The ABQ BioPark's Tingley Beach is a great place to watch wild waterfowl. Ducks of many species gather at the fishing ponds. Take a walk into the bosque to spot other species including owls, hawks and woodpeckers. Two ponds farther into the bosque feature photography blinds to allow closer access to birds that may be congregating there.
Photo Credit: Facebook
The Open Space Visitor Center is a great place to view migrating birds traveling through New Mexico, particularly in the fall and winter. The Open Space Visitor Center is especially known for spotting sandhill cranes. These birds stop in Albuquerque on their migration during the fall. View the Sandhill Cranes and other bird species with a beautiful backdrop of the Sandia Mountains. The Open Space Visitor Center has indoor and outdoor viewing areas to watch birds year-round.

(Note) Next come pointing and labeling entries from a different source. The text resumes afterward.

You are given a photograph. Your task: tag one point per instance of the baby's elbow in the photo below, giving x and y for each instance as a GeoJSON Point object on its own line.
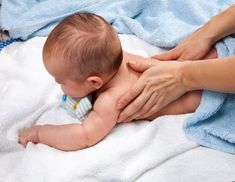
{"type": "Point", "coordinates": [91, 139]}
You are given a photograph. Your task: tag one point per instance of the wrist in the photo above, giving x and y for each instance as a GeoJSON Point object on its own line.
{"type": "Point", "coordinates": [37, 128]}
{"type": "Point", "coordinates": [209, 34]}
{"type": "Point", "coordinates": [186, 76]}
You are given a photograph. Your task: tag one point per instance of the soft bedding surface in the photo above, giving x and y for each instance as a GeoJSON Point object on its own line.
{"type": "Point", "coordinates": [141, 151]}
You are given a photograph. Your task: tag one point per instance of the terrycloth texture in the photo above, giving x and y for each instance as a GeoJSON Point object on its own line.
{"type": "Point", "coordinates": [160, 22]}
{"type": "Point", "coordinates": [138, 152]}
{"type": "Point", "coordinates": [79, 108]}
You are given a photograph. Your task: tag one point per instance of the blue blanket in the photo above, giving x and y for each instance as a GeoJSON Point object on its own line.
{"type": "Point", "coordinates": [163, 23]}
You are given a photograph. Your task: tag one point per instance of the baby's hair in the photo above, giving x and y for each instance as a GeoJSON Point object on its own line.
{"type": "Point", "coordinates": [86, 45]}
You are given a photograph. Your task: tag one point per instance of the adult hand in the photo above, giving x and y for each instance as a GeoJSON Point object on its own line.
{"type": "Point", "coordinates": [160, 84]}
{"type": "Point", "coordinates": [195, 47]}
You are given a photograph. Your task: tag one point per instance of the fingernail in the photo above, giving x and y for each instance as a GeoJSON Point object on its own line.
{"type": "Point", "coordinates": [119, 106]}
{"type": "Point", "coordinates": [132, 62]}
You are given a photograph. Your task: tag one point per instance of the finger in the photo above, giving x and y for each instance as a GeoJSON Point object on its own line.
{"type": "Point", "coordinates": [131, 94]}
{"type": "Point", "coordinates": [133, 107]}
{"type": "Point", "coordinates": [169, 55]}
{"type": "Point", "coordinates": [141, 66]}
{"type": "Point", "coordinates": [145, 109]}
{"type": "Point", "coordinates": [154, 109]}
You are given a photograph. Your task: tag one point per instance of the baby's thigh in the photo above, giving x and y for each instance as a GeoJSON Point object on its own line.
{"type": "Point", "coordinates": [212, 54]}
{"type": "Point", "coordinates": [187, 103]}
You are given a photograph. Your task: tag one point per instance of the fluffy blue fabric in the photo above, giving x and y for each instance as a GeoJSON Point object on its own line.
{"type": "Point", "coordinates": [163, 23]}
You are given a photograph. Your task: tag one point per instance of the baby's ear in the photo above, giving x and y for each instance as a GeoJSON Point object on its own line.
{"type": "Point", "coordinates": [95, 81]}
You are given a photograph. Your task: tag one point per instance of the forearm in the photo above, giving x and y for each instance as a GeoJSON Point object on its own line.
{"type": "Point", "coordinates": [64, 137]}
{"type": "Point", "coordinates": [214, 74]}
{"type": "Point", "coordinates": [220, 25]}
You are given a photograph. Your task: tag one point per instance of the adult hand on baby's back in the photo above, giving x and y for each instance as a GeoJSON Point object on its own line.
{"type": "Point", "coordinates": [195, 47]}
{"type": "Point", "coordinates": [159, 85]}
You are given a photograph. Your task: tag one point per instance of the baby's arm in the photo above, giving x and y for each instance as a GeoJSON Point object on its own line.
{"type": "Point", "coordinates": [77, 136]}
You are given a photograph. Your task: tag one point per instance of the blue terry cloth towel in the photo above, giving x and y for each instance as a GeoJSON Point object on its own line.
{"type": "Point", "coordinates": [163, 23]}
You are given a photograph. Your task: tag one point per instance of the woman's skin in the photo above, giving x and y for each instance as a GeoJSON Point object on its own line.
{"type": "Point", "coordinates": [172, 79]}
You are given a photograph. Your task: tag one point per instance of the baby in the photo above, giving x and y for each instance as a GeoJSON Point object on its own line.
{"type": "Point", "coordinates": [84, 55]}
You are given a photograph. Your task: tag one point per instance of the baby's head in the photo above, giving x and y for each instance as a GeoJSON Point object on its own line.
{"type": "Point", "coordinates": [82, 53]}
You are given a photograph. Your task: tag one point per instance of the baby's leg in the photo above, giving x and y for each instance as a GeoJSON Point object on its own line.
{"type": "Point", "coordinates": [188, 103]}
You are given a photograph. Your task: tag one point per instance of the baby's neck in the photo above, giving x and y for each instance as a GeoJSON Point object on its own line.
{"type": "Point", "coordinates": [123, 75]}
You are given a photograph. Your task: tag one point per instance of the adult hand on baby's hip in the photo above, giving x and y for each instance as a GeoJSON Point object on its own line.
{"type": "Point", "coordinates": [159, 84]}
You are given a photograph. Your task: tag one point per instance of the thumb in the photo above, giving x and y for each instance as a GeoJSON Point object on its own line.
{"type": "Point", "coordinates": [169, 55]}
{"type": "Point", "coordinates": [141, 66]}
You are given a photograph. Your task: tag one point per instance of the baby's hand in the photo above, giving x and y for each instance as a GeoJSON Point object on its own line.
{"type": "Point", "coordinates": [29, 135]}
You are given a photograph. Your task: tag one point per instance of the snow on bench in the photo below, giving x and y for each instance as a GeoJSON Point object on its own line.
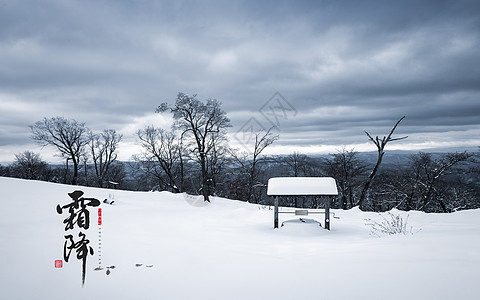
{"type": "Point", "coordinates": [302, 186]}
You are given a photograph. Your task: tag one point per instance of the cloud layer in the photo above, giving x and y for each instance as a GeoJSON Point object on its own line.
{"type": "Point", "coordinates": [346, 66]}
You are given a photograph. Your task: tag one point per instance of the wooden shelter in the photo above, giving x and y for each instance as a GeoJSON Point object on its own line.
{"type": "Point", "coordinates": [302, 186]}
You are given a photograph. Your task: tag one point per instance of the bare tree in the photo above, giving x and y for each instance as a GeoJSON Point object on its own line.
{"type": "Point", "coordinates": [103, 149]}
{"type": "Point", "coordinates": [427, 177]}
{"type": "Point", "coordinates": [346, 168]}
{"type": "Point", "coordinates": [199, 121]}
{"type": "Point", "coordinates": [380, 143]}
{"type": "Point", "coordinates": [298, 163]}
{"type": "Point", "coordinates": [29, 165]}
{"type": "Point", "coordinates": [68, 136]}
{"type": "Point", "coordinates": [248, 162]}
{"type": "Point", "coordinates": [161, 156]}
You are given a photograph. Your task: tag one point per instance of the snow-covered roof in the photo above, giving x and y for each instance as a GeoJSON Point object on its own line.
{"type": "Point", "coordinates": [302, 186]}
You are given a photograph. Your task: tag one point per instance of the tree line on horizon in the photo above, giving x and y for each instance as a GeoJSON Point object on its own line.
{"type": "Point", "coordinates": [193, 156]}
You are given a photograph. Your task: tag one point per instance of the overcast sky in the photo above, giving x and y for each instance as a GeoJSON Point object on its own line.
{"type": "Point", "coordinates": [339, 67]}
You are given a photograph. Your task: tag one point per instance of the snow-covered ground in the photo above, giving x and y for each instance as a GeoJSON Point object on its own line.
{"type": "Point", "coordinates": [227, 250]}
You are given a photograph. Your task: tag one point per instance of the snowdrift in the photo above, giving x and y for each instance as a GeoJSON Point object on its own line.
{"type": "Point", "coordinates": [172, 246]}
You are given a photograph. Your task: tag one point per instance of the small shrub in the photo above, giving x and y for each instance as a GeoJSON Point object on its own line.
{"type": "Point", "coordinates": [391, 224]}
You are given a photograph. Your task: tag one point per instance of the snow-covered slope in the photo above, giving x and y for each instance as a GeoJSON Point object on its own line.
{"type": "Point", "coordinates": [227, 250]}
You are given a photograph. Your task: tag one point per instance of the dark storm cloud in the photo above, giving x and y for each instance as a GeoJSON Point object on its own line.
{"type": "Point", "coordinates": [346, 66]}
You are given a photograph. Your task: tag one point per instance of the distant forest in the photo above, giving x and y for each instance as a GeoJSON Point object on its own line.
{"type": "Point", "coordinates": [195, 157]}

Just a short drive away from Albuquerque, Bosque del Apache National Wildlife Refuge is a must-see for birders. Hundreds of species have been spotted here. The more than 57,000-acre refuge has over 30,000 acres of designated wilderness. Bosque del Apache acts as a stopover site for migrating waterfowl. A number of birds spend the winter at Bosque del Apache, including cranes, geese and ducks. For more information about the birds observed at Bosque del Apache, visit eBird.org.
Photo Credit: Dick Thompson
Valle de Oro National Wildlife Refuge is located in South Albuquerque and features many species of birds. Popular with both nesting and migrating species, keep your eyes peeled for American kestrels, egrets, cranes and roadrunners. Built on a former dairy farm, Valle de Oro has 570 acres of land for you to explore and spot as many birds as you can.
Albuquerque has earned designation from the U.S. Fish and Wildlife Service as an Urban Conservation Treaty City for migratory birds. This designation recognizes the city’s efforts to conserve habitat for birds that live in and migrate through the Albuquerque area. The Albuquerque Urban Bird Coalition’s birding site map identifies locations in and around the city to observe migratory and year-round birds.
The Festival of the Cranes at the Bosque Del Apache National Wildlife Refuge celebrates the arrival of many thousands of cranes, geese, ducks and other migratory birds. www.friendsofthebosque.org/crane/.